Today’s N&O provides the predictable follow-up story: Cree’s business is already beginning to stumble.
Cree shares fell 12 percent Wednesday after the company said its revenue for the current quarter would range from $215 million to $220 million, well below its earlier projections of $245 million to $265 million. Lower sales of LED chips and LED light bulbs, especially in Asia, drove the lower forecast, CEO Chuck Swoboda said during a conference call.
Wall Street is trying to sort out whether Cree is hitting a speed bump or is running out of gas.
Morgan Stanley analyst Joshua Paradise adopted a pessimistic tone.
“LED lighting is strong and accelerating, but Cree is losing market share as more competitors are able to produce LEDs with adequate quality for use in lighting applications,” Paradise wrote in a research note. “Several competitors are being very aggressive on price to take market share from Cree.”
“Cree management estimates they have 25-30 percent market share of the LED lighting market,” Paradise continued. “We believe either market share or [profit] margins will have to give – and maybe both.”
I wonder what Cree’s market share would be if it hadn’t enjoyed the political privelege granted by the corporatists in the White House? Perhaps Cree is not suited to be the most efficient caretakers of the scarce resources they are using, and therefore struggling to compete as more competitor enter the field. Maybe they are. I don’t know. The point being, politicians certaintly don’t know either. But that doesn’t stop them from granting political priveleges to “politically correct” and politically-connected corporations.
This is just another example of how the political elites command greater control over the means of production, more often than not directing them to uses that destroy value rather than create it.
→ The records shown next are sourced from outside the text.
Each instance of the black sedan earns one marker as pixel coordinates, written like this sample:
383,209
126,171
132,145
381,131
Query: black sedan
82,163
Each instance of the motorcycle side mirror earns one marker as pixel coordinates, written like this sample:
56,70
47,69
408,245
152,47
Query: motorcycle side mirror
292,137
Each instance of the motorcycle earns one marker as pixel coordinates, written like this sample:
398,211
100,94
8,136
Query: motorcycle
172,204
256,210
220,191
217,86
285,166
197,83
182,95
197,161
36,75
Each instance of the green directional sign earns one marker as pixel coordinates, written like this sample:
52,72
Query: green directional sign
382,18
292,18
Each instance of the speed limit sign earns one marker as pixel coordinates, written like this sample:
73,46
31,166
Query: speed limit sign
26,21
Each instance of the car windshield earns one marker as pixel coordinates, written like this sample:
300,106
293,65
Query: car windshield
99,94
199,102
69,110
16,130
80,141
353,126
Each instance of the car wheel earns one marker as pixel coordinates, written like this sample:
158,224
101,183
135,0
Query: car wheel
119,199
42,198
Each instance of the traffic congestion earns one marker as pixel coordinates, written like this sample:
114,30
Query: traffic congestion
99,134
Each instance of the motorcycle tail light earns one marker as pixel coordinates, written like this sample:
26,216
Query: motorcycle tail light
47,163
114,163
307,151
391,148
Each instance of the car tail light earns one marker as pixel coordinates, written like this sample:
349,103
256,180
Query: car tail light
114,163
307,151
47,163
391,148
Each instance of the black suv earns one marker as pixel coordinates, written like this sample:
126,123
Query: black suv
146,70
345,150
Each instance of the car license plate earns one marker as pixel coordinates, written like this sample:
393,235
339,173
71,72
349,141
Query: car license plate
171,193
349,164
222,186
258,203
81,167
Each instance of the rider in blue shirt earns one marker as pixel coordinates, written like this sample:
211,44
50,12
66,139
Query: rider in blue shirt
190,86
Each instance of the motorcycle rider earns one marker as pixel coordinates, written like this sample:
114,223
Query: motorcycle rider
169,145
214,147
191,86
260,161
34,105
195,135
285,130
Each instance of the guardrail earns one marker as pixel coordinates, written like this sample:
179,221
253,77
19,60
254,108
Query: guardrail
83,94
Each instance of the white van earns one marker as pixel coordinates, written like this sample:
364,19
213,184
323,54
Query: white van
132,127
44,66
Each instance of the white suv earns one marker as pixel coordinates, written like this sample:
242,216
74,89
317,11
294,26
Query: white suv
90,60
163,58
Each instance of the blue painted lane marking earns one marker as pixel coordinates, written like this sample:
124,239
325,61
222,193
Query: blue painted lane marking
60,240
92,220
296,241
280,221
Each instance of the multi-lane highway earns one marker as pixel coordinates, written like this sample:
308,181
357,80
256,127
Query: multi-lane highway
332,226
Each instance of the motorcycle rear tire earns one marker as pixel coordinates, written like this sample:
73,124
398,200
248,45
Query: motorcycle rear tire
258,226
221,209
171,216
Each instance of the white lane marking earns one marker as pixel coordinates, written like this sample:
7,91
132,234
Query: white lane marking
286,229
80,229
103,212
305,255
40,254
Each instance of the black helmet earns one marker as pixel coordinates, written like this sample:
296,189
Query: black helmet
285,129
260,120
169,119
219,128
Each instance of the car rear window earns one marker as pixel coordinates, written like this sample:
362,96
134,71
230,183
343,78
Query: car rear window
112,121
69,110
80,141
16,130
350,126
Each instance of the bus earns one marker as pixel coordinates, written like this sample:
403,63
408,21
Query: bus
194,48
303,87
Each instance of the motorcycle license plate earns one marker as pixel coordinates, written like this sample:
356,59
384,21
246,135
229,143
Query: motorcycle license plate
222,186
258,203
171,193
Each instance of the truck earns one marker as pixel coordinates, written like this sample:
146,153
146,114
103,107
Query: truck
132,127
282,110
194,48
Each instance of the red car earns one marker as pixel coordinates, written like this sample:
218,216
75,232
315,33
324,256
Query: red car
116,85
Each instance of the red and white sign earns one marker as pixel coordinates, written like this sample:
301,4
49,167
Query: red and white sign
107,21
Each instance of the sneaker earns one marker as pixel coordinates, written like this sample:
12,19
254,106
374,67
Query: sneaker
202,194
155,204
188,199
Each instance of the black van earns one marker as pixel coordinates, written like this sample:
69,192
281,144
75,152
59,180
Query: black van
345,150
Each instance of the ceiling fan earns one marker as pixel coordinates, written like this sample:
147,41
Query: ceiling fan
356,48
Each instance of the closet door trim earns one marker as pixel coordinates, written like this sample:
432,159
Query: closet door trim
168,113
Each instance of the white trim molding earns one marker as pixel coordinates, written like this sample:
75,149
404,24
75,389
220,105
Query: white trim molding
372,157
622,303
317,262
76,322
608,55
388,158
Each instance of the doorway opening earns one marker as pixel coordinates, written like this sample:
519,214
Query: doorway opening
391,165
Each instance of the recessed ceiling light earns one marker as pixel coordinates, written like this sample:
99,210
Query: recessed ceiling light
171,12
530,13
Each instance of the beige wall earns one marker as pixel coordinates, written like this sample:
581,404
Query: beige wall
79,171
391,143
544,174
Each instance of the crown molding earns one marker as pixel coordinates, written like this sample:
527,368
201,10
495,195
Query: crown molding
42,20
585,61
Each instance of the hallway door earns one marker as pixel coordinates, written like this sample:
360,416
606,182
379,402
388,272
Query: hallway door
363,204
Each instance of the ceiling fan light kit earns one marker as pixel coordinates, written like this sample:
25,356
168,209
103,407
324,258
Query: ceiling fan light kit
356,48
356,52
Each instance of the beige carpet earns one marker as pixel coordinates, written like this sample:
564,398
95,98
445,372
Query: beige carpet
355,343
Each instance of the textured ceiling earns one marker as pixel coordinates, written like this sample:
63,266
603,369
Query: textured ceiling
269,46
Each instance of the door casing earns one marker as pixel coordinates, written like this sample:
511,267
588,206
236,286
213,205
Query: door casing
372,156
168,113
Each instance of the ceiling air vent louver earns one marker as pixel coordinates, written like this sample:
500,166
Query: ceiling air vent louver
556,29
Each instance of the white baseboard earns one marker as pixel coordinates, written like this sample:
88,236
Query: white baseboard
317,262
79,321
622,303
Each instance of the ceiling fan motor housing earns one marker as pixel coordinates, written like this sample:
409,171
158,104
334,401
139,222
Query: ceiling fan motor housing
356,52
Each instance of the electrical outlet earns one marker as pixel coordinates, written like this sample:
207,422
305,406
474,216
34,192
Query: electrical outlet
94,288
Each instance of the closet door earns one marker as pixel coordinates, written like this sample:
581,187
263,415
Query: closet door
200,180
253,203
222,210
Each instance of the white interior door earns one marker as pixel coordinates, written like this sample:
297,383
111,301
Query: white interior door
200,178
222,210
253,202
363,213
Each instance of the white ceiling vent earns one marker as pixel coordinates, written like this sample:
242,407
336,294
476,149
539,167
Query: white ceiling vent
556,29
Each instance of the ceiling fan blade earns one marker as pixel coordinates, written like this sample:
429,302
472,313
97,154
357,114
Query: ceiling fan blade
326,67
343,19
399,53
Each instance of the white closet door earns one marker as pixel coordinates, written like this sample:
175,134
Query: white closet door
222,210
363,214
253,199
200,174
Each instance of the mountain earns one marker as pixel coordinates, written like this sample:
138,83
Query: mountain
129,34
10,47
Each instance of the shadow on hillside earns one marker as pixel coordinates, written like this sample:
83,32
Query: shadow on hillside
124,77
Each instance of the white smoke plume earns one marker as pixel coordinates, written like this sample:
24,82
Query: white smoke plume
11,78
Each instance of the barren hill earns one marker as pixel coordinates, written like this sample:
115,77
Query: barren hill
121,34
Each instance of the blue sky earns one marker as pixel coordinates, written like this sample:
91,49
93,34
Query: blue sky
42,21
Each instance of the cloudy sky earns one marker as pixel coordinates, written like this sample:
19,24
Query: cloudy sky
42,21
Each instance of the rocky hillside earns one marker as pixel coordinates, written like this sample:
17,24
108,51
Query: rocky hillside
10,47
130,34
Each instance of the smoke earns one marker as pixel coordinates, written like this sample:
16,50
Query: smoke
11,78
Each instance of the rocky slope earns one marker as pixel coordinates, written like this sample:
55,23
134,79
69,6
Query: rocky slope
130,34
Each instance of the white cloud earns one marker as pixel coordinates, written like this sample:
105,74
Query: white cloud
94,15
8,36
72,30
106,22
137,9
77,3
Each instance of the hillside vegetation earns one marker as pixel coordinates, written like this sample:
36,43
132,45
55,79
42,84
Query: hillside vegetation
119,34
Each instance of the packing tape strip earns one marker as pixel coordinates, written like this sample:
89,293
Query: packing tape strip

Those that favor a greater concentration of power over society’s scarce resources into the hands of the political class continue to defend the use of tax breaks and “economic incentives” for specific companies. Meanwhile, those that believe consumers (you and I) should be the ones calling the shots – based on our purchasing decisions – over how our resources are allocated will continue to voice our opposition to this corrupt and destructive system of crony capitalism.